Encourage South Korea to replace America’s “nuclear umbrella” with its own nuclear deterrent. Nonproliferation is a worthy objective, but in Northeast Asia the policy has acted a bit like domestic gun control. As a result, only the bad guys have guns. In this case, the nuclear powers are Russia, China, and North Korea. Which leaves Japan, South Korea, Australia, and others vulnerable to nuclear intimidation.

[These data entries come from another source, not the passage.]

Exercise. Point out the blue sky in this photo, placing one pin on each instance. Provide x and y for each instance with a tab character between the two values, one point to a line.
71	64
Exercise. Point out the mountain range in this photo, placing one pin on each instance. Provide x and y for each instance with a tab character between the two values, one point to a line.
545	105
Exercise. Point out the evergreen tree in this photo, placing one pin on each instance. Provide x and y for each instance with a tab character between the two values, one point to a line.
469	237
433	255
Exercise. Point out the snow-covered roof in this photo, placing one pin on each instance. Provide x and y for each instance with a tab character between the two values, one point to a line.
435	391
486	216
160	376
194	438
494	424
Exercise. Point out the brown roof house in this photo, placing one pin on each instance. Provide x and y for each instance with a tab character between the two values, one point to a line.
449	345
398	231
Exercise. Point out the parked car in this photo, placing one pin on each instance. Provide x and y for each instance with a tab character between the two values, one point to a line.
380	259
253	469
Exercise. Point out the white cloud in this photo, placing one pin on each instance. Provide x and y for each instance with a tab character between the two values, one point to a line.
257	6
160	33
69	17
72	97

Does America forever want to risk Los Angeles and Seattle—and maybe Chicago and New York City as well—to protect Seoul, Tokyo, Canberra, and other cities in the region? Would an American president really follow through on the promises of previous leaders and risk mass destruction of the American homeland in defense of another nation, especially one not essential to America’s defense?

Propose a neutral reunited Korea to increase Chinese pressure on the North. Contrary to the seeming assumption of most U.S. policymakers, Beijing is not irrational in tolerating the DPRK’s confrontational behavior. The two countries are at best frenemies, with Pyongyang ever dismissive of Chinese advice. Moreover, the People’s Republic of China doesn’t want a failed state, perhaps enveloped in factional conflict, on its border, with potentially millions of refugees flooding north. Finally, the PRC does not desire a reunited Korea allied with America hosting U.S. troops, strengthening the system of containment being constructed by Washington.

So the Trump administration should sit down with the Chinese leadership and propose and old-fashioned geopolitical deal. Beijing backs up a comprehensive denuclearization program with tough sanctions. If the DPRK agrees, it survives and tensions ebb. If not, it collapses and the peninsula is reunited. But American troops come home and the new, enlarged Republic of Korea stays out of any U.S.-Chinese crossfire. The PRC sacrifices a nominal ally but gains a larger, more prosperous friend. Washington loses a real ally but maintains a good friend. More importantly, Washington ends the threat of involvement in a horrid conventional war and an even more dangerous risk of nuclear attack.

North Korea has ended the era in which Americans imagined they could engage in immaculate intervention, striking militarily at will and without consequence. President Trump can match Supreme Leader Kim insult for insult, but he dare not launch an attack lest he trigger the conventional war Washington has sought to prevent for 64 years. If the DPRK gains nuclear-tipped missiles capable of targeting cities and bases in the continental U.S., no rational president would consider fighting a war of choice against the North.

Yet present policy appears headed down this path. Only if the Trump administration rethinks conventional wisdom does Washington have a chance of getting out of the policy cul-de-sac in which if finds itself. For once U.S. leaders should put the defense of America before that of assorted allies and friends.

Doug Bandow is a senior fellow at the Cato Institute and a former special assistant to President Ronald Reagan. He is the author of Tripwire: Korea and Foreign Policy in a Changed World and co-author of The Korean Conundrum: America’s Troubled Relations with North and South Korea.